Frequently asked questions
Why is B12 added to some compounded semaglutide formulations?
B12 (cyanocobalamin) is added to some compounded semaglutide preparations because GLP-1 receptor agonists slow gastric emptying and can reduce appetite significantly, which may compromise dietary B12 intake over time. Compounding pharmacies include it as a convenience co-formulation. Not all compounded semaglutide includes B12; your prescription specifies the exact formulation.
Does semaglutide deplete vitamin B12?
There is no strong clinical evidence that semaglutide directly depletes B12 in the way that metformin does. However, the appetite suppression and dietary changes that accompany GLP-1 therapy can reduce B12 intake from food. Whether co-formulated B12 meaningfully offsets this depends on the dose and the individual patient's baseline B12 status.
What is the difference between cyanocobalamin and methylcobalamin?
Both are forms of vitamin B12. Cyanocobalamin is the most common form in supplements and co-formulations — it is stable and inexpensive. Methylcobalamin is the active coenzyme form and requires no conversion in the body. In most healthy individuals, both forms are effective at raising serum B12 levels. Your clinician determines which form is appropriate.

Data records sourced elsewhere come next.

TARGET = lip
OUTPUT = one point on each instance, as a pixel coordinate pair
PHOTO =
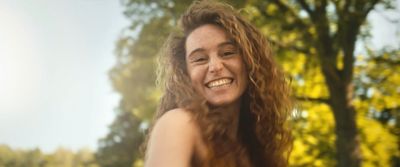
(208, 82)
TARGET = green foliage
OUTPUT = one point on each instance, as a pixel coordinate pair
(296, 40)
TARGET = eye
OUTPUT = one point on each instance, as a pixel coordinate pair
(198, 59)
(228, 53)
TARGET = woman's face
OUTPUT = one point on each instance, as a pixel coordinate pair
(215, 66)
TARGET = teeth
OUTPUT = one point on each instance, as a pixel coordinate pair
(219, 82)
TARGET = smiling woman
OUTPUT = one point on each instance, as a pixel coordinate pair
(225, 101)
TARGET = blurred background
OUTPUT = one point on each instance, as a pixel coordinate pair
(77, 78)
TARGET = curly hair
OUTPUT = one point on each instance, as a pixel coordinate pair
(264, 138)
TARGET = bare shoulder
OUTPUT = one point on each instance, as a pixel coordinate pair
(172, 140)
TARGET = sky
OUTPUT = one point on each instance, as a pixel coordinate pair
(54, 59)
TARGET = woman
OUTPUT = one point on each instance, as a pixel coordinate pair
(225, 101)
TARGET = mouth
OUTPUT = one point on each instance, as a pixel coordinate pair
(219, 82)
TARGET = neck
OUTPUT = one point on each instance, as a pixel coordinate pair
(232, 113)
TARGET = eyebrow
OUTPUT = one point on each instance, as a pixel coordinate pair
(229, 42)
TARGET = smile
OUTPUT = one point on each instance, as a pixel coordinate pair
(219, 82)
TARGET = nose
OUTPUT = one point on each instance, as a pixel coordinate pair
(215, 65)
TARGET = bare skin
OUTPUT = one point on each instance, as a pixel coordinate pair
(217, 72)
(176, 141)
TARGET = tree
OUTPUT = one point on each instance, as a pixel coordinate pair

Is semaglutide with B12 FDA-approved?
No. Compounded semaglutide — with or without B12 — is not an FDA-approved drug. It is prepared by licensed 503A compounding pharmacies in the United States pursuant to a clinician prescription. It is not the same as Ozempic or Wegovy. The FDA-approved versions of semaglutide do not include B12.
Should I take separate B12 supplements on semaglutide?
Whether you need additional B12 supplementation beyond what may be in your compounded formulation depends on your baseline labs, diet, and any GI conditions that affect B12 absorption. Ask your prescribing clinician to check your B12 level at baseline and monitor it during your protocol.
Can the B12 in a compounded semaglutide injection cause side effects?
B12 injections at therapeutic doses are generally well-tolerated. At very high doses, some individuals report mild injection-site reactions. Serious adverse reactions to B12 injections are rare. If you notice unusual symptoms after injection, contact your clinician.